# Music that helps you focus/get you motivated?



## Wolfie (Jun 9, 2014)

What are some pieces that get you motivated or help you to stay focused on something?

For me Bach's sonatas and partitas for solo violin help me focus and I always listen to them when studying or working, and Beethoven's late string quartets and piano sonatas get me motivated to start doing something.


----------



## brotagonist (Jul 11, 2013)

Classical Music, for me


----------



## hpowders (Dec 23, 2013)

I'm a self-starter. The day I need music to motivate me... well.... I just wouldn't be me!!!


----------



## GioCar (Oct 30, 2013)

Actually music doesn't help me to stay focused on something else...


----------



## ProudSquire (Nov 30, 2011)

I normally don't need music to help motivate me, but I do listen to some pieces because they help make my work a little less boring. So thank God for classical music!

:cheers:


----------



## Woodduck (Mar 17, 2014)

If I try to do other things while listening to music, I tend to do those things _less_ efficiently. Usually that's just fine. Who cares how quickly the dishes get washed?

I suppose I could say that the radio motivates me to stay awake on long drives. Brandenburg Concertos are perfect for that - but then what _aren't_ they perfect for?


----------



## Ingélou (Feb 10, 2013)

Manual jobs that don't need all my attention - like painting - are much easier to keep going if I have a bit of music. I think I would have to have Lully's dance music or something 'strong' from Beethoven or Tchaikovsky, or an opera that I knew well. Nothing too slow or too subtle.

Music certainly can motivate me; Taggart and I are Scottish dancers; I can be tired out, but then my favourite reel comes on and I *have* to dance it.


----------



## Giordano (Aug 10, 2014)

Woodduck said:


> If I try to do other things while listening to music, I tend to do those things _less_ efficiently. Usually that's just fine.

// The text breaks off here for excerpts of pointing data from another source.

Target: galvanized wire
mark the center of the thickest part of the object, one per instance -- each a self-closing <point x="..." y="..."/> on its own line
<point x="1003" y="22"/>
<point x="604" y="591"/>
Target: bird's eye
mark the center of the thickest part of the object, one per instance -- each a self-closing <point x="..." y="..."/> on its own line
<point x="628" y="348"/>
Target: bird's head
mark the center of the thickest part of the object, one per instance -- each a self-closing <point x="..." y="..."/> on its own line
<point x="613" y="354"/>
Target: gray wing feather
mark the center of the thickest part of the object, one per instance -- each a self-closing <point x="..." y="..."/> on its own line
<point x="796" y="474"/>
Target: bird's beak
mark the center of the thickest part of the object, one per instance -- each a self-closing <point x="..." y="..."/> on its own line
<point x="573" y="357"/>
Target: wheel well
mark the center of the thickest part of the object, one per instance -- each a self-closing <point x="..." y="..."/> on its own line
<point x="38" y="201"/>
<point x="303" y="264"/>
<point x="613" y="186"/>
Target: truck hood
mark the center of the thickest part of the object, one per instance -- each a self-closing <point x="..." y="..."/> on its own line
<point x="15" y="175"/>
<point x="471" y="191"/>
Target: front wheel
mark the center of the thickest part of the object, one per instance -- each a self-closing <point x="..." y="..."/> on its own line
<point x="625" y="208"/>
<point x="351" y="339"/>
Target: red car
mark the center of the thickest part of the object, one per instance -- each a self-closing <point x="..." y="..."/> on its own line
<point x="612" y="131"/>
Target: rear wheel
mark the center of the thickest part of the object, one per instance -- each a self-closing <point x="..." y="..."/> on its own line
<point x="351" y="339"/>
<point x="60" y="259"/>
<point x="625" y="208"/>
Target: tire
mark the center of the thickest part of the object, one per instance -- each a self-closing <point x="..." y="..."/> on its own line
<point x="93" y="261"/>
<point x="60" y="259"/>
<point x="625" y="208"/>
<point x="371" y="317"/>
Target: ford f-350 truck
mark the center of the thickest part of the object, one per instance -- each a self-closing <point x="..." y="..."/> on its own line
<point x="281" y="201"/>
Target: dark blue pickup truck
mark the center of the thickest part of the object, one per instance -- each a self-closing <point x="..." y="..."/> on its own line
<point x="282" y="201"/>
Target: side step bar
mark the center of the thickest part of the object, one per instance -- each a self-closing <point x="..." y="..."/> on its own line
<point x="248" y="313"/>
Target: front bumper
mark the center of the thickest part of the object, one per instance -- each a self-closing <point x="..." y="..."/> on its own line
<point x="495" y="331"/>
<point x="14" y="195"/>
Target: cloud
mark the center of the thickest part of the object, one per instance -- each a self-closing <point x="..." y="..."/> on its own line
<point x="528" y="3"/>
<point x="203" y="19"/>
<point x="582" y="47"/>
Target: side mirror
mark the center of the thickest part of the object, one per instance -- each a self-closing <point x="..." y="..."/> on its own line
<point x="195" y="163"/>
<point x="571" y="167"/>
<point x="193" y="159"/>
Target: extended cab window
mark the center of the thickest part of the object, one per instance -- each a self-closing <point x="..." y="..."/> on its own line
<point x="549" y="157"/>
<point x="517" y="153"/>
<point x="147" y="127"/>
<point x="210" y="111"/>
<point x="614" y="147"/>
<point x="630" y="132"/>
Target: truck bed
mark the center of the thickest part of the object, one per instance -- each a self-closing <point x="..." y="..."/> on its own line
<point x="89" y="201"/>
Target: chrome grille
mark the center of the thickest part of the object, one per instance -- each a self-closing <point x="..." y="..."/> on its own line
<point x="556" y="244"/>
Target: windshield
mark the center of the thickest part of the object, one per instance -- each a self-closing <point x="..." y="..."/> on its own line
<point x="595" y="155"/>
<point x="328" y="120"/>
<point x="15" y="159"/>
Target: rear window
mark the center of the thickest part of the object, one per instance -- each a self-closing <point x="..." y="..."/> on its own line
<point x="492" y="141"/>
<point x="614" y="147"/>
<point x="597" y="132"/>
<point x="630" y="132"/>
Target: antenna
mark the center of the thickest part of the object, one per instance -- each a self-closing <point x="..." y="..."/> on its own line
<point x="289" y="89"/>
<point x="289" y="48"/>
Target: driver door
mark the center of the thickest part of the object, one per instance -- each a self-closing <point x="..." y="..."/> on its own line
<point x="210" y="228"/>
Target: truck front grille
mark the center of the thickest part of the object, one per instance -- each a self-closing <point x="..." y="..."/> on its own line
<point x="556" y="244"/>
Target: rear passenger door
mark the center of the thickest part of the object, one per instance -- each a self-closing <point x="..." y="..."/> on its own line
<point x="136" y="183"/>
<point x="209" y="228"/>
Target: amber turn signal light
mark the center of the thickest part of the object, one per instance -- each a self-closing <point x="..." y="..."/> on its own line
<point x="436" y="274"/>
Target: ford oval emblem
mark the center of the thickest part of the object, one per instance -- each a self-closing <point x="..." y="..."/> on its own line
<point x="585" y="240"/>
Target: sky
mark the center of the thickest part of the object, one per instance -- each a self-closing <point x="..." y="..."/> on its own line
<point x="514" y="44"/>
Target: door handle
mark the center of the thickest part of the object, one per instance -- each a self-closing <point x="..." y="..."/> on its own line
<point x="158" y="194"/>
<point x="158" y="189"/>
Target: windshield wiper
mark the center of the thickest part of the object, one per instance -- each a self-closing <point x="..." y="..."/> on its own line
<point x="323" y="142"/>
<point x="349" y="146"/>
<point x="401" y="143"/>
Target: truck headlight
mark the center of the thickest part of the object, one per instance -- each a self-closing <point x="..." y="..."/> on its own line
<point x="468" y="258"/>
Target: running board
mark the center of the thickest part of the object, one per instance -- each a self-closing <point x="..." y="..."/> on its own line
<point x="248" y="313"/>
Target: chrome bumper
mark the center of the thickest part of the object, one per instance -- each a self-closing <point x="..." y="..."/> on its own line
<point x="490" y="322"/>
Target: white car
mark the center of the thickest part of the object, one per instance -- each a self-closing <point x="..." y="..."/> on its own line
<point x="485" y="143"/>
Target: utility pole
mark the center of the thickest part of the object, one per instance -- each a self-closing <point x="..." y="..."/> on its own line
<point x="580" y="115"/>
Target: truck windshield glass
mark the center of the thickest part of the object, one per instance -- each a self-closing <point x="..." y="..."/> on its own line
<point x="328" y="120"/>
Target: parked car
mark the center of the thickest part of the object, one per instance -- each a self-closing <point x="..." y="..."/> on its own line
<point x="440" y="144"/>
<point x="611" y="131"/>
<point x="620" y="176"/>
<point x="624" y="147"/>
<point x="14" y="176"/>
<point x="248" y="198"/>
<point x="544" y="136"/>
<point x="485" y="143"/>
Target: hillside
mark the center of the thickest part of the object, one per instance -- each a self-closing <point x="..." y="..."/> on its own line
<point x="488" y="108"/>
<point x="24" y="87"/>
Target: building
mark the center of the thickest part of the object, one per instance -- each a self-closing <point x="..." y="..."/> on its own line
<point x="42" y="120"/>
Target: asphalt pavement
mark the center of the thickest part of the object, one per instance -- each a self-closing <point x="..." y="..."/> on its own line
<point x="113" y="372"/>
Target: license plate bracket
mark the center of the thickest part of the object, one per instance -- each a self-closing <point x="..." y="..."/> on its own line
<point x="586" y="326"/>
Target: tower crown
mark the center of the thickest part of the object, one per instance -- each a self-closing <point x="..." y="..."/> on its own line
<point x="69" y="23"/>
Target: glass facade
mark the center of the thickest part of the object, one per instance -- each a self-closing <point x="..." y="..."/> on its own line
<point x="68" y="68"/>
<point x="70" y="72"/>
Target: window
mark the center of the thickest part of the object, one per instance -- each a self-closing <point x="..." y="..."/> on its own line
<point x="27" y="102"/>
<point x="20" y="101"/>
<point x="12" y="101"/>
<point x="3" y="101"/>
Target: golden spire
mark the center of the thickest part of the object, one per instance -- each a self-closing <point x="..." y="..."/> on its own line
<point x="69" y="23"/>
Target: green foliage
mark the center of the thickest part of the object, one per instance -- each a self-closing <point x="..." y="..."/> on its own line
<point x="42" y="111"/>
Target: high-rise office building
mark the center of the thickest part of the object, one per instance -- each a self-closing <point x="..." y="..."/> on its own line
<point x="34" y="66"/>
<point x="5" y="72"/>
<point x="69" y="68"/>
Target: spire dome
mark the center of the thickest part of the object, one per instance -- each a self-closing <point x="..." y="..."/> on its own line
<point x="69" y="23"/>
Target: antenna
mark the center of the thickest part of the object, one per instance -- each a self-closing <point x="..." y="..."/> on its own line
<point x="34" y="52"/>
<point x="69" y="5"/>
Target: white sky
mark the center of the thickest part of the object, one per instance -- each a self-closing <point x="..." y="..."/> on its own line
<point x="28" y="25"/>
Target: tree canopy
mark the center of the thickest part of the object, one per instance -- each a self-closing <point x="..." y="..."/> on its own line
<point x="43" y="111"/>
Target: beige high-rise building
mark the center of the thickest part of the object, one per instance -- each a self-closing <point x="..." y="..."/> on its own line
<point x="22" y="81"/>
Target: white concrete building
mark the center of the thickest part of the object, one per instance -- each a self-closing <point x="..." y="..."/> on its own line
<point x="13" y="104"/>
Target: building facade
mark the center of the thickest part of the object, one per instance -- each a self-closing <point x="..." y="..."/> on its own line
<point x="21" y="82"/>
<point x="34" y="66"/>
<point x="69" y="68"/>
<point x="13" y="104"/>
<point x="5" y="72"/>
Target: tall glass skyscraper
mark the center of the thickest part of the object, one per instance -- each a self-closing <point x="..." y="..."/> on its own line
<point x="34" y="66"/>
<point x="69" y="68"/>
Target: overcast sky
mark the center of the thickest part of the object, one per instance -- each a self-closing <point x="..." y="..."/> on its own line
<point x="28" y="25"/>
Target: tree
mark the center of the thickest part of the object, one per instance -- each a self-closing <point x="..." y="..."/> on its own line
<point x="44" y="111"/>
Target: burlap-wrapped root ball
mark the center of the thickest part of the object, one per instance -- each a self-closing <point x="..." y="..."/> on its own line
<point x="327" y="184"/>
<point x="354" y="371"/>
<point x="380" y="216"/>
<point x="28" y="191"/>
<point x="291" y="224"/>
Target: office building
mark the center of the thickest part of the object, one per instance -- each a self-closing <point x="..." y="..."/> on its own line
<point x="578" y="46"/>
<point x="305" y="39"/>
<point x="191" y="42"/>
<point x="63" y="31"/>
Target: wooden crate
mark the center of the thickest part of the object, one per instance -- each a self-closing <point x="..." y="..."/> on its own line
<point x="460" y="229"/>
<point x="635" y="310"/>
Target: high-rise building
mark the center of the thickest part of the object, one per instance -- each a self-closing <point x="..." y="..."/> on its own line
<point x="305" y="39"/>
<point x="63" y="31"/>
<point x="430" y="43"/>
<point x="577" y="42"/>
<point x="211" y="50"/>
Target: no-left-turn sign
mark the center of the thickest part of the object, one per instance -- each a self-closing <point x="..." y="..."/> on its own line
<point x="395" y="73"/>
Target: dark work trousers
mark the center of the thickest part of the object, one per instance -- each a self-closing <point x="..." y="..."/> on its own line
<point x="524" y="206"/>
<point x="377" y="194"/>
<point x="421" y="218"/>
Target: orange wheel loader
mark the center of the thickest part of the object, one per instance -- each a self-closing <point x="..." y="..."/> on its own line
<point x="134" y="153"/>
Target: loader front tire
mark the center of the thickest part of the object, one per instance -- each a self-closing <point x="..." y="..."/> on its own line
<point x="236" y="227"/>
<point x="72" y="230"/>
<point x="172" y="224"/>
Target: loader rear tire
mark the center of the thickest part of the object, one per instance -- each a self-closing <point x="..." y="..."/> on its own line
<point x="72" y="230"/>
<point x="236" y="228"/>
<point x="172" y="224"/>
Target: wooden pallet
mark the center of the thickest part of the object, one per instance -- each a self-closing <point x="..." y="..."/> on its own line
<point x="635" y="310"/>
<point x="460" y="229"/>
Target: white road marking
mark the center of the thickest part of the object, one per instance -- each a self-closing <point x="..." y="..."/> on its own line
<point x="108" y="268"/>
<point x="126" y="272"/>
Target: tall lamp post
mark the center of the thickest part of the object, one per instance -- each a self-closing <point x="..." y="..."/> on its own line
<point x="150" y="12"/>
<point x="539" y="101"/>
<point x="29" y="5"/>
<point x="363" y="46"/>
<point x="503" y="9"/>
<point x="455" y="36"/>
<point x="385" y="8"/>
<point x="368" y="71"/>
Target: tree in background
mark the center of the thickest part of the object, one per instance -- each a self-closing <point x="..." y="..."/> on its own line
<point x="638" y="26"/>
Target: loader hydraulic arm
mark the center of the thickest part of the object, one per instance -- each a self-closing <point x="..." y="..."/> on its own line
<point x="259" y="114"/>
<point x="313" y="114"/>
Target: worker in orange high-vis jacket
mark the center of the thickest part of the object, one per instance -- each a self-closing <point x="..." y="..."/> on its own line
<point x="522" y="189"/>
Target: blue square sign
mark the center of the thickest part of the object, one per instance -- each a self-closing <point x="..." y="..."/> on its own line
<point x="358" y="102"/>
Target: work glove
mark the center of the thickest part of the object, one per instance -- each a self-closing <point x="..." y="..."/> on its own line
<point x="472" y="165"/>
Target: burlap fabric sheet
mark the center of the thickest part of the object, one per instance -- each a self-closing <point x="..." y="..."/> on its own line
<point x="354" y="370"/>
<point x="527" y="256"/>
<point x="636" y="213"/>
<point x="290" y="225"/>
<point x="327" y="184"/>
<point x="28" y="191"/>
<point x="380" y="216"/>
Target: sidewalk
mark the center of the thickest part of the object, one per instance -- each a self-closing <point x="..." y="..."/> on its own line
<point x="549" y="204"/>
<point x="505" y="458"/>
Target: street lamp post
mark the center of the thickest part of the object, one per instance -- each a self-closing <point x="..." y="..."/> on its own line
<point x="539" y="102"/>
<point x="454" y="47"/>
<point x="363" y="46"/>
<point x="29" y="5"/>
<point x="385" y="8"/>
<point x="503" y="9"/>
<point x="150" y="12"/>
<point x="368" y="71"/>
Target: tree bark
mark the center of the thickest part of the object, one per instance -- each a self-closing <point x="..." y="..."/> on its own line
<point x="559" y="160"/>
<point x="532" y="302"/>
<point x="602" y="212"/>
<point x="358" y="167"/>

Who cares how quickly the dishes get washed?


I do the dishes more quickly when I am also listening to the finale of Beethoven's 7th.

For doing anything that requires serious concentration, silence is best.


----------



## Metairie Road (Apr 30, 2014)

Depends what I need to get motived for.

If I wanted to take on the whole world I'd certainly start the day with this -

Music for megalomaniacs and earthshakers everywhere. *Play it loud!*

*Nicolas Roze - Vivat in Aeternum*





Best wishes
Metairie Road


----------



## HaydnBearstheClock (Jul 6, 2013)

Haydn's London Symphonies, Late masses, the Creation or the Seasons.


----------



## hpowders (Dec 23, 2013)

Whenever I turn on the radio and I hear either:

"Deutschland Erwache!"

or:

"Blut muss fliessen"

It straightens me up right away to focus and motivates me to pack my bags and flee to a different country.


----------



## HaydnBearstheClock (Jul 6, 2013)

hpowders said:


> Whenever I turn on the radio and I hear either:
> 
> "Deutschland Erwache!"
> 
> ...


Haha, you mean Blut muss fliessen. Fleiss, in German, means industry/assiduity. I hope you don't have such a negative view of Germany, though - I live here and don't have any problems with that.


----------



## hpowders (Dec 23, 2013)

HaydnBearstheClock said:


> Haha, you mean Blut muss fliessen. Fleiss, in German, means industry/assiduity.


Damn! I had it right on paper!! I'll change it. No use fleeing the country over a spelling mistake!


----------



## shangoyal (Sep 22, 2013)

Bach for me is joy, intellectual stimulation and meditation all in one!


----------



## echo (Aug 15, 2014)

Palestrina Sicut Cervus


----------